The server calls a first post-processing function in the data processing plug-in through the first post-processing function interface, and specifically, the first image segmentation result can be transmitted into the first post-processing function to be subjected to post-processing operation, so that the first image segmentation post-processing result is obtained. The post-processing may include data processing operations such as smoothing, extracting a maximum connected region, and removing a small connected region, the post-processing of one type of image may include one or more processing operations, and when a plurality of processing operations are included, the order of processing of each processing operation may also be determined according to the type of the image.
In this embodiment, the data processing plug-in includes two processing functions, namely a first preprocessing function and a first post-processing function, and is respectively connected to the corresponding function interfaces of the segmentation workflow, so that the preprocessing function and the post-processing function can be set as required and integrated into one data processing plug-in, and thus, the preprocessing and post-processing requirements of various images can be met only by calling the corresponding plug-in.
In one embodiment, the data processing function interface further comprises a second pre-processing function interface and a second post-processing function interface.

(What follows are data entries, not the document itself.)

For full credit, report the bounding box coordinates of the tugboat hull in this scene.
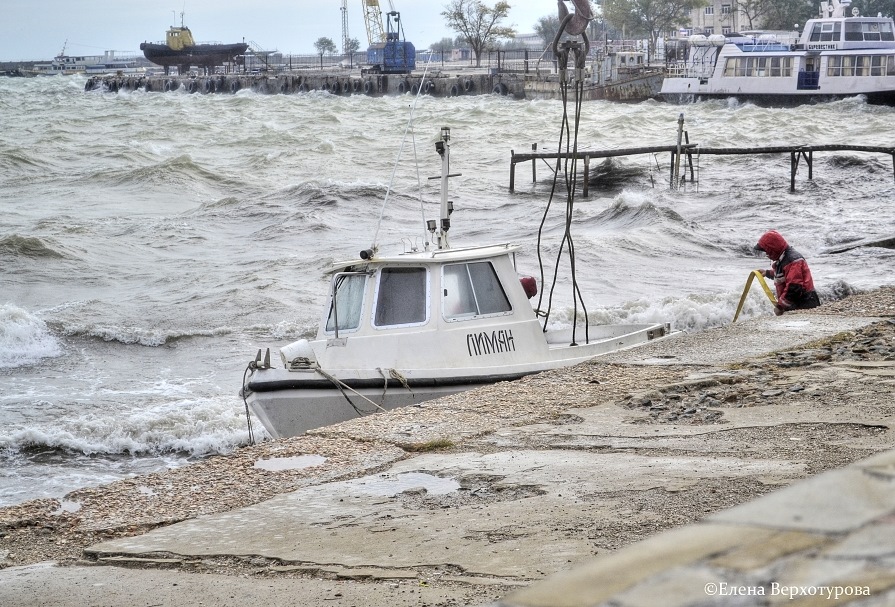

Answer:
[140,42,249,68]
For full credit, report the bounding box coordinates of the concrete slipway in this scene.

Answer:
[0,314,895,607]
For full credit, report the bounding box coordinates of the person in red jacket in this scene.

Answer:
[755,230,820,316]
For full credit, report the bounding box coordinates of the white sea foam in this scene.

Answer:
[0,304,62,368]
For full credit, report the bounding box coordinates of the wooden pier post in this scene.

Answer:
[510,150,520,193]
[789,152,799,192]
[526,144,538,183]
[582,155,590,198]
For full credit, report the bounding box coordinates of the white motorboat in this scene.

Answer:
[660,0,895,104]
[242,127,670,438]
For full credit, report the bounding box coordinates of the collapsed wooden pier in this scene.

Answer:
[510,142,895,196]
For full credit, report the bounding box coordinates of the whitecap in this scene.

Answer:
[0,304,62,369]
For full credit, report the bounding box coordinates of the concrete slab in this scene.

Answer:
[0,563,490,607]
[600,312,880,365]
[87,450,802,579]
[708,467,895,533]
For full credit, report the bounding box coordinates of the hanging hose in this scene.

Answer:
[537,14,590,345]
[240,360,257,445]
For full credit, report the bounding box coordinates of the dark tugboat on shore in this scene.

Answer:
[140,14,249,74]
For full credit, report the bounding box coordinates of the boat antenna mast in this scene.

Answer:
[426,126,462,250]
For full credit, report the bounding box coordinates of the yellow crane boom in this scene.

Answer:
[361,0,385,46]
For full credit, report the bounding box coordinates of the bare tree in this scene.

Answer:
[314,36,336,55]
[441,0,516,67]
[603,0,707,59]
[733,0,769,30]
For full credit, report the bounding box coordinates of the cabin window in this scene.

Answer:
[724,57,792,78]
[827,55,892,76]
[442,261,512,320]
[845,21,895,42]
[810,21,842,42]
[326,273,367,331]
[373,268,429,327]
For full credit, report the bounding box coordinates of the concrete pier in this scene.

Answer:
[84,70,661,101]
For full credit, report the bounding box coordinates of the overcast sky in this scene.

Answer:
[0,0,557,61]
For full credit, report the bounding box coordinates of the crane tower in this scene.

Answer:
[342,0,348,55]
[364,0,385,45]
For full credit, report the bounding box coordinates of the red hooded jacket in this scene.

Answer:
[755,230,820,310]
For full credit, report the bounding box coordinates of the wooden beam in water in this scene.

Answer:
[510,144,895,191]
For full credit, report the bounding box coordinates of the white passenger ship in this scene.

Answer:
[660,0,895,104]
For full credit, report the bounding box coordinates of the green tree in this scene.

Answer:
[441,0,516,67]
[314,36,336,55]
[603,0,708,55]
[429,38,454,53]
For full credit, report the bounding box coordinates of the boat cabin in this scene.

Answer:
[312,245,546,366]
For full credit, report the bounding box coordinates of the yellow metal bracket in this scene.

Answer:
[733,270,777,322]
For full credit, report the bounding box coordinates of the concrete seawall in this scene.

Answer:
[84,71,662,101]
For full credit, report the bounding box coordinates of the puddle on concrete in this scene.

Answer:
[255,455,326,472]
[53,500,81,516]
[353,472,460,497]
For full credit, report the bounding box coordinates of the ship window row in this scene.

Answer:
[724,57,792,78]
[827,55,895,76]
[845,22,895,42]
[811,21,842,42]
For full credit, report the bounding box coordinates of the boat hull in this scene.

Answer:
[140,42,249,67]
[242,324,670,438]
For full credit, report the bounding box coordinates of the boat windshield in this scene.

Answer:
[326,274,367,331]
[442,261,512,320]
[373,267,429,327]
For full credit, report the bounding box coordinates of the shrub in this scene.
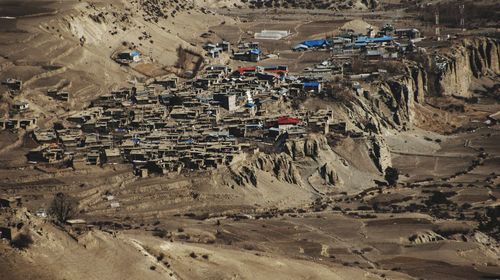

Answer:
[10,233,33,250]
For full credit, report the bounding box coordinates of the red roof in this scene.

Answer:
[238,67,257,74]
[277,116,300,125]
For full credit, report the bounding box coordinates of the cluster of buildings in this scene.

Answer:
[23,65,356,176]
[292,24,421,59]
[0,25,430,176]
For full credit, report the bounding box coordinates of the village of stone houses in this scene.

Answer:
[0,0,500,280]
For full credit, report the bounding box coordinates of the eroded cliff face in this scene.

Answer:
[230,152,302,187]
[366,37,500,130]
[433,37,500,97]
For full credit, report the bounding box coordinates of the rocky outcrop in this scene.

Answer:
[408,230,445,244]
[375,65,427,129]
[283,134,329,160]
[319,162,344,185]
[367,135,392,173]
[230,153,302,187]
[433,37,500,97]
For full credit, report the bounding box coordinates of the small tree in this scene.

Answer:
[384,166,399,186]
[49,192,78,223]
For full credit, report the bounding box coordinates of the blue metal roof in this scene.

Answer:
[250,49,262,54]
[302,39,330,48]
[304,81,321,87]
[354,36,394,45]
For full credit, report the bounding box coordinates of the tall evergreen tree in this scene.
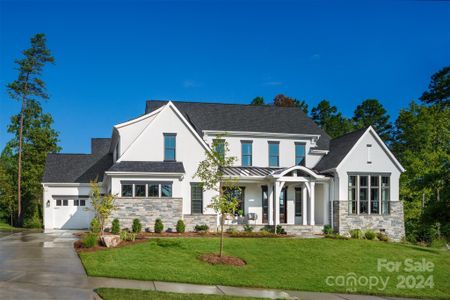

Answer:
[273,94,308,114]
[7,33,54,222]
[420,66,450,108]
[311,100,353,138]
[352,99,392,143]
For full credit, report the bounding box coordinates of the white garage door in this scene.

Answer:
[53,198,94,229]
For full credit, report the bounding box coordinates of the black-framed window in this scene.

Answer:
[241,141,253,167]
[213,139,225,159]
[191,183,203,214]
[164,133,177,161]
[148,183,159,197]
[121,184,133,197]
[269,142,280,167]
[295,143,306,166]
[161,183,172,197]
[348,173,390,215]
[134,183,146,197]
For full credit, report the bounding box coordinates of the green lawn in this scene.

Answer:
[80,238,450,299]
[95,288,260,300]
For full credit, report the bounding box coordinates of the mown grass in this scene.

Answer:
[80,238,450,299]
[95,288,261,300]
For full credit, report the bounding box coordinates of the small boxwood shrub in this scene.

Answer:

After the step of obtaining the first image segmentation post-processing result, the method may further include: transmitting the first image segmentation post-processing result to a second preprocessing function interface through a first post-processing function interface; calling a second preprocessing function in the data processing plugin segmentation function plugins through a second preprocessing function interface, and performing second preprocessing on the processing result after the first image segmentation to obtain second preprocessed image data; inputting second pre-processing image data into a second segmentation model of the segmentation workflow through a second pre-processing function interface to obtain a second image segmentation result, and transmitting the second image segmentation result to a second post-processing function interface; and calling a second post-processing function in the data processing plug-in through a second post-processing function interface, and post-processing the second image segmentation result by the second post-processing function to obtain a second image segmentation post-processing result.
In the present embodiment, the division workflow includes two division processing sections of the first division processing and the second division processing. The first segmentation processing is used for carrying out rough segmentation processing on the image data, and the second segmentation processing is further carried out with fine segmentation processing based on the image rough segmentation processing result, so that a finer segmentation processing result is obtained.
In an embodiment, referring to fig. 3, in four data processing links of rough segmentation data preprocessing, rough segmentation result post-processing, fine segmentation data preprocessing, and fine segmentation result post-processing, a function interface is provided to interface with a corresponding data processing plug-in a plug-in factory.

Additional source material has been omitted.